The point is that all this psychological research on the fallibility of memory is incredibly important to understand if you’re writing a tell-all book that effectively throws your family under the bus. Isn’t this something to think about a lot before you put pen (ghost) to paper? That your ‘truth’, as Harry loves to say it, is not always, or even not very often, objectively true?

‘Your truth’, of course, is at the very center of therapy.

What you are encouraged to say in the safe and private confines of the therapist’s room is how you experience and understand things, what you believe, and how it makes you feel. The facts don’t really matter at this point.

But then comes a crucial second step. Over time you explore this understanding of events and gradually learn to appreciate that there are alternatives to your story; different ways of understanding and interpreting it. That maybe things aren’t as clear and direct as you once thought.

It seems that this part of the therapy has completely bypassed Harry. He insists that only his version of events is “true,” but he has made blatant mistakes regarding his memory. How can she not wonder if he’s been wrong about other things too, like the fight with his brother, for example, or any number of private conversations he’s divulged?

You should have listened to your grandmother, who summed all this up perfectly and very scientifically. “Memories can vary,” she said. Pretty.

WHY LOVE ISLAND IS SO HARMFUL

The island of love is back. As regular readers of this column will know, I’m not a fan of the show. The participants are everything that is wrong with society: ignorant, superficial, vain, arrogant, narcissistic.

I understand that for many viewers it’s just something to gossip about, but I still worry about the impact it has on young people.

The island of love is back. As regular readers of this column will know, I’m not a fan of the show. The participants are everything that is wrong with society: ignorant, superficial, vain, arrogant.

The fact that they are all so emphatically attractive: all the women have slender figures with puffy breasts; the chiseled men, polished torsos with rippling abs, suggests that this type of physique is normal when it is not. Worse yet, the guaranteed fortune in post-show winnings each contestant will make when they leave the island sends the worst possible message. Character, personality, and what you achieve in life through hard work count for little; it’s about how ‘fit’ you look to the opposite sex.

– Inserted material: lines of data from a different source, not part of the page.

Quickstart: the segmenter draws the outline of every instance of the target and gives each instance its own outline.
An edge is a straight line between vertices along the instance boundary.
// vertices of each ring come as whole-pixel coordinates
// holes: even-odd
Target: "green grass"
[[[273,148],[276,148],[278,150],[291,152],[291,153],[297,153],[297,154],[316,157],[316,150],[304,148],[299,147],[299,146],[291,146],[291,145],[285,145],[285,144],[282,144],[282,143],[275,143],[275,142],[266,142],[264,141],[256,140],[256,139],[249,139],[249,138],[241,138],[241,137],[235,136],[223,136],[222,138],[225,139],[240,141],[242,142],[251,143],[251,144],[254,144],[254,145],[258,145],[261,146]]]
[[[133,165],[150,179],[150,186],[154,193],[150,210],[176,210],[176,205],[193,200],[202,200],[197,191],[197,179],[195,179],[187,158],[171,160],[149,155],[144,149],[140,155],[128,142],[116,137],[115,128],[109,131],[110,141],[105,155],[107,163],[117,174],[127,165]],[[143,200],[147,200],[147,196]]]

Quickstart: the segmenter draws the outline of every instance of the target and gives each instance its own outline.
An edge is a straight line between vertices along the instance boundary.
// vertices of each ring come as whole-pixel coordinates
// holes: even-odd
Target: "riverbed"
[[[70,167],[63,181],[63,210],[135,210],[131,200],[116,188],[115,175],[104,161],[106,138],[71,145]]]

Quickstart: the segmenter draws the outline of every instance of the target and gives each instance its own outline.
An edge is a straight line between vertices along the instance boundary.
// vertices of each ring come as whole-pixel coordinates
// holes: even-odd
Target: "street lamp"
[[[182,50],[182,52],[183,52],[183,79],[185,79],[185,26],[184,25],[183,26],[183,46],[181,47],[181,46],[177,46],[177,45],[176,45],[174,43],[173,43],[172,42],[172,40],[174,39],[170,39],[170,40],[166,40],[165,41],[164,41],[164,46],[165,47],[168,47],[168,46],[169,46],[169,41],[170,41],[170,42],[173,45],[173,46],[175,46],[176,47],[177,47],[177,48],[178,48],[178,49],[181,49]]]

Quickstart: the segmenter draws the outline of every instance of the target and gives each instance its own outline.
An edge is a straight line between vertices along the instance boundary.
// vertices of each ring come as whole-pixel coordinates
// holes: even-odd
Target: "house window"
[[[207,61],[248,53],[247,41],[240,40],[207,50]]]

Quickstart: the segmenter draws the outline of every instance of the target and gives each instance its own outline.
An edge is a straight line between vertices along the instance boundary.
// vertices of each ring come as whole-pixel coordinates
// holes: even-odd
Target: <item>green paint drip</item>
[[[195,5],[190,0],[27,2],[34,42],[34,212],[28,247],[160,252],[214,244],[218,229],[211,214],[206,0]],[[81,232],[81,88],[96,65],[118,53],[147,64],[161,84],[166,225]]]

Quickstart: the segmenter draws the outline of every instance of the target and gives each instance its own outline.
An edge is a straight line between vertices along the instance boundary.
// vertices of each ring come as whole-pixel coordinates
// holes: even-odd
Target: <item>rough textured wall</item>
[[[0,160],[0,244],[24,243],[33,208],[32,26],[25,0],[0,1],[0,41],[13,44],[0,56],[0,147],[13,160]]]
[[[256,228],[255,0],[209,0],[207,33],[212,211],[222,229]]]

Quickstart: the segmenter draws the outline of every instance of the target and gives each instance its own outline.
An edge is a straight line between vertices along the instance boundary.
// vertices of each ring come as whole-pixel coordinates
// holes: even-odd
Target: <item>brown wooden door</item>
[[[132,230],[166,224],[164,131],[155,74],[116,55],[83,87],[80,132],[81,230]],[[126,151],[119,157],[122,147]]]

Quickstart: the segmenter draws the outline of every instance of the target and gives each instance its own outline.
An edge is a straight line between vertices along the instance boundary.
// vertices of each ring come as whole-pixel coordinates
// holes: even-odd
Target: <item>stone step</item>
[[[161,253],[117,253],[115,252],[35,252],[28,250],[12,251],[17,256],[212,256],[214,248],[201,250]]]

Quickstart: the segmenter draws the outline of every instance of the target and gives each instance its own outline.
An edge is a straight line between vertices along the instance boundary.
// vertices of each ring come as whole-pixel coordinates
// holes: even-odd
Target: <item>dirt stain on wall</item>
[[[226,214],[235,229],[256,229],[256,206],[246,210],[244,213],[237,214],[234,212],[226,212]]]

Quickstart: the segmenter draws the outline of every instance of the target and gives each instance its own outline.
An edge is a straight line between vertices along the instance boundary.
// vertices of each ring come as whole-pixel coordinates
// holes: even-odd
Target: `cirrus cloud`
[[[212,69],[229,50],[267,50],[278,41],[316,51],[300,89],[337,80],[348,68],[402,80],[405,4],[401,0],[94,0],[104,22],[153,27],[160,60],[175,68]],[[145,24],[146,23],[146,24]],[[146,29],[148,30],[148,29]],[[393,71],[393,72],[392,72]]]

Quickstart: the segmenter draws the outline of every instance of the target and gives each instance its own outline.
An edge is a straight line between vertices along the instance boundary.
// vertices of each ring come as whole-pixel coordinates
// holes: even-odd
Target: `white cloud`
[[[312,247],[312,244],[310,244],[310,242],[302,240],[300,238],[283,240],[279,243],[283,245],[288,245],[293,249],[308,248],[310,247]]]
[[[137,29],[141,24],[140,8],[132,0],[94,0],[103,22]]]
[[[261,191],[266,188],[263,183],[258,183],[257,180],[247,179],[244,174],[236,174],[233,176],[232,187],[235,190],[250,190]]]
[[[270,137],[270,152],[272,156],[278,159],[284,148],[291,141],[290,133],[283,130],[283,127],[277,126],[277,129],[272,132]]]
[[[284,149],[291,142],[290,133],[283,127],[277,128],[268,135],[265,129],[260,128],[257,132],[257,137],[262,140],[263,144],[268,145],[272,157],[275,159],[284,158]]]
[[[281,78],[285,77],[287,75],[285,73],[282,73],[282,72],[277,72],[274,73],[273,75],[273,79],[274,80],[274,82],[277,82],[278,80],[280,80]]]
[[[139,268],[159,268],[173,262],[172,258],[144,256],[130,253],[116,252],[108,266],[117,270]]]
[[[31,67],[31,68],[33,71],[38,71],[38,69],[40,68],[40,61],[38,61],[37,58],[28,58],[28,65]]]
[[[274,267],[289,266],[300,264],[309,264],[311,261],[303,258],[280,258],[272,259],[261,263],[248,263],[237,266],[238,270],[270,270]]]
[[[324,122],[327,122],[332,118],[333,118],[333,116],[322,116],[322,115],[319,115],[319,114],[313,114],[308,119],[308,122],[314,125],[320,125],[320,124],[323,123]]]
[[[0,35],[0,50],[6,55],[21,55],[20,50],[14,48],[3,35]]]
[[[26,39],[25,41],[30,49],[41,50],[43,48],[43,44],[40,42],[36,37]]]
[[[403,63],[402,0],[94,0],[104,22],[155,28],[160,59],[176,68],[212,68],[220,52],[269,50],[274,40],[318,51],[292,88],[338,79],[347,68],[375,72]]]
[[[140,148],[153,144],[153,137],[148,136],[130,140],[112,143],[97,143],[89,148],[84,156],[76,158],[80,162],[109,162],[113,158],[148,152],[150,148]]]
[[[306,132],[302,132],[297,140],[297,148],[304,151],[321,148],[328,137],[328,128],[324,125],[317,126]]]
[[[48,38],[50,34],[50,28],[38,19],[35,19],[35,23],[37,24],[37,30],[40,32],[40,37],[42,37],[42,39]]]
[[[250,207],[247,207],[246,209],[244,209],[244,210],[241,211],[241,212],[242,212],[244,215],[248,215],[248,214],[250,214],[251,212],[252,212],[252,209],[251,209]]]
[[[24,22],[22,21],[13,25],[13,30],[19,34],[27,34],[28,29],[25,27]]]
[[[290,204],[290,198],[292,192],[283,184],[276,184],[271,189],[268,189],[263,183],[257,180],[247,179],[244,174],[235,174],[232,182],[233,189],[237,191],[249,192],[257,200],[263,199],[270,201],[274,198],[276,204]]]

Depressing.

DR MAX RECIPE…

Mind Over Mood, by Dennis Greenberger and Christine A. Padesky (£19.99, Guildford Publications)

If YOU ARE struggling a bit with the January blues, consider this fantastic book, Mind Over Mood, by Dennis Greenberger and Christine A. Padesky (£19.99, Guildford Publications). It is one of the most successful self-help books ever written and uses cognitive behavioral therapy to help people challenge unhelpful thoughts and anxiety.

  • Random acts of kindness have been shown to help people with depression. Counterintuitively, new research shows that the benefit goes to the person who does the kind act. It is one of the reasons why I have recommended volunteering to those who come to me with depression. Showing kindness can be a tremendous boost to your own mood. I remember a young patient of mine who was so depressed that he could barely get out of bed. He was wary of the medication, so I suggested that he volunteer while he waited for therapy. So he started helping out at a nursing home. Over the months, the transformation I saw in him was incredible. Ultimately, he was released from mental health services entirely. Depression is a disease of isolation: a disease of disconnection. When you are kind to another person, it connects you. It’s just one part of the arsenal with which to attack depression, but it’s certainly a useful tool.